Laura Pugno – Dissonanze

Biella - 10/10/2015 : 01/11/2015

In occasione dell’XI Giornata del Contemporaneo AMACI, il Museo del Territorio Biellese è lieto di presentare Dissonanze, mostra personale dell’artista Laura Pugno.

Informazioni

Comunicato stampa

Lavorando con una serie di tecniche disparate, dal disegno al video, dalla scultura alla
fotografia, il principale tema della ricerca di Pugno è la critica della visione.
Il paesaggio, inteso come principale elemento di caratterizzazione di un territorio, è il
soggetto privilegiato dall’artista. Attraverso il proprio lavoro Pugno rivela le costruzioni
sociologiche e culturali alla base del paesaggio, spesso lavorando con fotografie di
montagna che l’artista stessa scatta durante le sue escursioni e che modifica successivamente.
Dissonanze, a cura di Francesco Dama, si apre con il video Meccanismi di Difesa, (2013)

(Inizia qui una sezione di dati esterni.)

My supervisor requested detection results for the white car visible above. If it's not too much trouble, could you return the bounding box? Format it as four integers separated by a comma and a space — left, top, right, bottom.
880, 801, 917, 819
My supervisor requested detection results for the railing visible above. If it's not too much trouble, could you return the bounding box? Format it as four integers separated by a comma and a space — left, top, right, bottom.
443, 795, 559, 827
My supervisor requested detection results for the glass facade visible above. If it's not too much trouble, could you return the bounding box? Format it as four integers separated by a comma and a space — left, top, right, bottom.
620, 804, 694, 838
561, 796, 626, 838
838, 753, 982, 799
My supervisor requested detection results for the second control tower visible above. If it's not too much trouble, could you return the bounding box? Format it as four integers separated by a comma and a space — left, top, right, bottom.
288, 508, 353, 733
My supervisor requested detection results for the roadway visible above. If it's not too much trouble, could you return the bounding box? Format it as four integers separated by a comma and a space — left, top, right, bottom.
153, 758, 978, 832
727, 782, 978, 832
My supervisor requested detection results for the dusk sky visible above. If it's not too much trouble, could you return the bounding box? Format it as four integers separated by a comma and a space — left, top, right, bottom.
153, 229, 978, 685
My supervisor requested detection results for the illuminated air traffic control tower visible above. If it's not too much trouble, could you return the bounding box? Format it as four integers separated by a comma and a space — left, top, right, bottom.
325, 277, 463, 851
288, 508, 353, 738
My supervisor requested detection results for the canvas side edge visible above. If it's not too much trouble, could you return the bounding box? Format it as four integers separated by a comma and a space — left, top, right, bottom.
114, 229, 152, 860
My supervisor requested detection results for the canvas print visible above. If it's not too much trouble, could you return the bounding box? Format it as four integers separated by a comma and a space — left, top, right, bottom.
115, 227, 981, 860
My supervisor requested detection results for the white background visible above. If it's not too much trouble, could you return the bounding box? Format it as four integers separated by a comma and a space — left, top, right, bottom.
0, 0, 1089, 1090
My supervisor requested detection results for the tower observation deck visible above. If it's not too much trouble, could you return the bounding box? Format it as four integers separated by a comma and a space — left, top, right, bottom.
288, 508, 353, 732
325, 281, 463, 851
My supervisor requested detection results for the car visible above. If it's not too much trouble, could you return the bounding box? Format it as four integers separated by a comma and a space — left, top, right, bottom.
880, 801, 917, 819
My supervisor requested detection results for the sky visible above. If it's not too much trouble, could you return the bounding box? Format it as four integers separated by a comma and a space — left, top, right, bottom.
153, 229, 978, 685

Pugno incornicia una scena di montagna su cui le ombre delle nuvole sovrastanti
agiscono veloci, ora oscurando i rilievi della valle, ora mettendone in risalto i volumi.
Nella teoria psicanalitica, i meccanismi di difesa sono funzioni dell’io che operano senza che l’individuo ne sia pienamente cosciente, pur modificandone il comportamento.
Allo stesso modo, nel video lo scorrere delle ombre è estraneo all’essenza del paesaggio,ma ne modifica la percezione da parte dello spettatore.
Il percorso espositivo continua con una serie di lavori su carta realizzati pensando al
legame storico-estetico che lega il paesaggio alla storia dell’arte.
In questa serie intitolata Morfogenesi (2015), Pugno ha impiegato come materiale di
partenza incisioni e scene di paesaggio conservate in alcuni volumi della Biblioteca
Civica di Biella.
Le diverse cifre stilistiche impiegate nella resa del paesaggio nel corso della storia
dell’arte sono la testimonianza di come la cultura visiva sia cambiata nel tempo.
Ricontestualizzando i soggetti di queste immagini trovate, l’artista invita il visitatore a
considerare quanto il modo di vedere e di percepire la realtà non sia mai univoco,
essendo sempre soggetto a continui cambiamenti.
La mostra si conclude con l’installazione site-specific Congedo (2015), che Pugno ha
realizzato durante il corso di una breve residenza presso il museo.
L’installazione rappresenta l’esito finale dell’azione dell’artista: Pugno ha cancellato le
immagini incollate su alcuni pannelli di legno utilizzando un flessibile. La polvere creata
da questo lavoro è stata fatta depositare sugli oggetti circostanti, conservata ed esposta come residuo delle immagini originarie.

Nata a Trivero nel 1975, Laura Pugno vive e lavora a Torino.
Fra le mostre più recenti: Altri sensi, MAN, Museo d'arte della provincia di Nuoro, 2013; Greater Torino, Rä di Martino e Laura Pugno, Fondazione Sandretto Re Rebaudengo, Torino, 2013; Project wall, MART (Museo diArte Moderna e Contemporanea di Trento e Rovereto), 2014. Form in progress, Galleria Alberto Peola, Torino, 2014. Co-fondatore e membro di Progetto Diogene.